Hello,
I've read somewhere that std::allocator works by allocating a block of memory that is large enough to hold an object, then it constructs an object from it.

I decided to go look at my compiler's (MSVC) definition of std::allocator, but I'm sure you guys have seen how readable it is (:P).

I don't know how it constructs an object that is derived from a base class since the vtable takes up space which I can't seem to figure out through the program. (A great example would be to try to call something likeDerived* derived = malloc(sizeof(Derived)); then try to use it, you'll see what I mean).

So how does the standard allocator determine how large a derived object is?

By using new, as far as I can tell. The reference on this site also suggests that:

In the standard default allocator, the block of storage is allocated using ::operator new one or more times, and throws bad_alloc if it cannot allocate the total amount of storage requested.

EDIT:
Here is an example allocate function:
T* allocate (std::size_t n) { return static_cast<T*>(::new(n*sizeof(T))); }

So there's no way to retrieve the actual size of an object that's derived from a base class?

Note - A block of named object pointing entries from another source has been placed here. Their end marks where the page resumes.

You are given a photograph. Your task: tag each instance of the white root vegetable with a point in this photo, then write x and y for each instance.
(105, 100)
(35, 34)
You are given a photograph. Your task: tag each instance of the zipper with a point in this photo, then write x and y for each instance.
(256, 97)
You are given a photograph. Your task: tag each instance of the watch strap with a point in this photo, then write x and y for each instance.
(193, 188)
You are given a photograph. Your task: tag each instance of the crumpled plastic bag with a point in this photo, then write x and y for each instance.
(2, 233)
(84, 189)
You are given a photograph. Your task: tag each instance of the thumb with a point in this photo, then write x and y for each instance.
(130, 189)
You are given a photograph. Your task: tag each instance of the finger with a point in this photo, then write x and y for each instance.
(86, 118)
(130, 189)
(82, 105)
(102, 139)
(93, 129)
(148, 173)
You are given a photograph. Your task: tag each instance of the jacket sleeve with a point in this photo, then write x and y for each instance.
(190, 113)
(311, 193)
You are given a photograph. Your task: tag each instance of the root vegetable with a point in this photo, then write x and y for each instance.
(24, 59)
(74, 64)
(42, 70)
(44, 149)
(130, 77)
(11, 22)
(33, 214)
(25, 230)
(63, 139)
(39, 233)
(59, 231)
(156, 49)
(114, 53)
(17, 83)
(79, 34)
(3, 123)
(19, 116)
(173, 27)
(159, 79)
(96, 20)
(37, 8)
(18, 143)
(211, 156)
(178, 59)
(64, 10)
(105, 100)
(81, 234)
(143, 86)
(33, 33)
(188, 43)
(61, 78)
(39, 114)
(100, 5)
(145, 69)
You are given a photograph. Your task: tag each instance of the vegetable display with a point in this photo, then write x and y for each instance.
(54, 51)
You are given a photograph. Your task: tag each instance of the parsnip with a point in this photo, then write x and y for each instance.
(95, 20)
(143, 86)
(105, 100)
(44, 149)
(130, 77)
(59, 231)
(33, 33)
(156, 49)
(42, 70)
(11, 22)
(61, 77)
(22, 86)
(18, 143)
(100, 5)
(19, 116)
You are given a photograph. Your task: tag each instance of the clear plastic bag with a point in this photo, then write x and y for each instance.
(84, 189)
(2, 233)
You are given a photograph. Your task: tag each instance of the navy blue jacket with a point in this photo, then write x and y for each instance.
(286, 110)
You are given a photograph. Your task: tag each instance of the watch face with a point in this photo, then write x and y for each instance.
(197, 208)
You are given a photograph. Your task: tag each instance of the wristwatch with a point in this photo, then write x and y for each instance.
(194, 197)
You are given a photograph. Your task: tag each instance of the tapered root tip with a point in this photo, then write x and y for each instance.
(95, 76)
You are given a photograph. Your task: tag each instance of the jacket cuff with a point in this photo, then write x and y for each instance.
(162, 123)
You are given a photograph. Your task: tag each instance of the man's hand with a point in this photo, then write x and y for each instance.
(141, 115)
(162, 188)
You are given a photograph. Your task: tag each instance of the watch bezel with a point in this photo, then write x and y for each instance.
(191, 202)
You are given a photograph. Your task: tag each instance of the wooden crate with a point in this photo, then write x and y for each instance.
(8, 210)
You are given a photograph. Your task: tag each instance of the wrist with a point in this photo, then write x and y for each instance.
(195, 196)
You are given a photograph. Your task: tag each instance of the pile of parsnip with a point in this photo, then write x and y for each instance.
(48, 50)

Yes, there is - that is what the example is doing. The 'T' is the derived class, it retrieves the size of 'T' and allocates a block of 'n' times that. Think about it - you can't do Derived* derived = new Base;, can you? This does Derived* derived = new Derived;, and it just so happens that Derived* can be implicitly converted to Base*, which is probably where you are getting your confusion from.

Basically, you can get the size of the object that is derived from the base class, but not from a pointer or reference to the base class - you'd have to cast it to the derived class first (preferably using dynamic_cast).